Here is one such jigsaw piece we found and surveyed this week. This impressive channel feature carried vast quantities of water beneath the ice sheet, which perhaps came via vertical pipes that captured meltwater from the ice-sheet surface above. Like in river systems that you see onshore, there are similar morphologies in these subglacial features too, including channel braiding and the occasionally connected lake basin.
Knowing these features exist and that water was abundant gives us clues into what conditions were like at the base of the ice sheet, and into the processes of how the ice sheet eventually collapsed.
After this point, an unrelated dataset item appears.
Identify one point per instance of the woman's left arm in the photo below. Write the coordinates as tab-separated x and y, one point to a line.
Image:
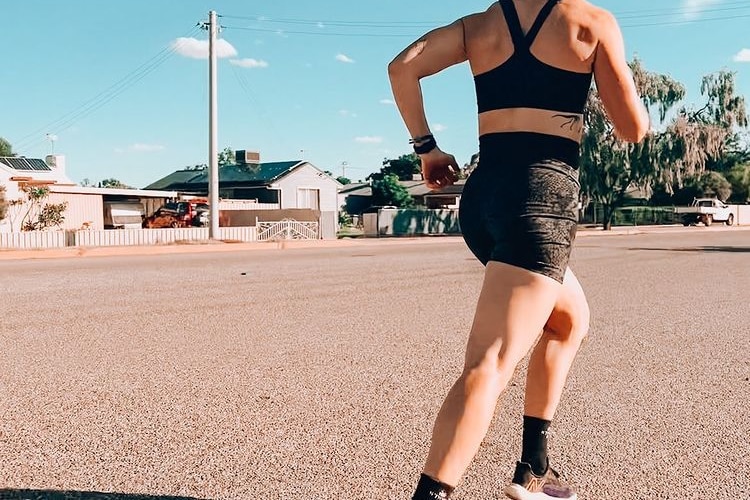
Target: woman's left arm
437	50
Surveying the seafloor is a frustratingly slow process – to get images of sufficient quality we are sailing at less than 20 km per hour. However, the live data feed that comes in makes great ‘slow TV’ for geoscientists! From the warmth of the instrument room, it’s possible to be captivated for hours, watching as the glacial landforms slowly reveal themselves and never knowing what to expect next. Of course, there are many teasing features that we see along the way that would be great to visit, but time is limited and we must be patient and come back another year to add more pieces to the puzzle.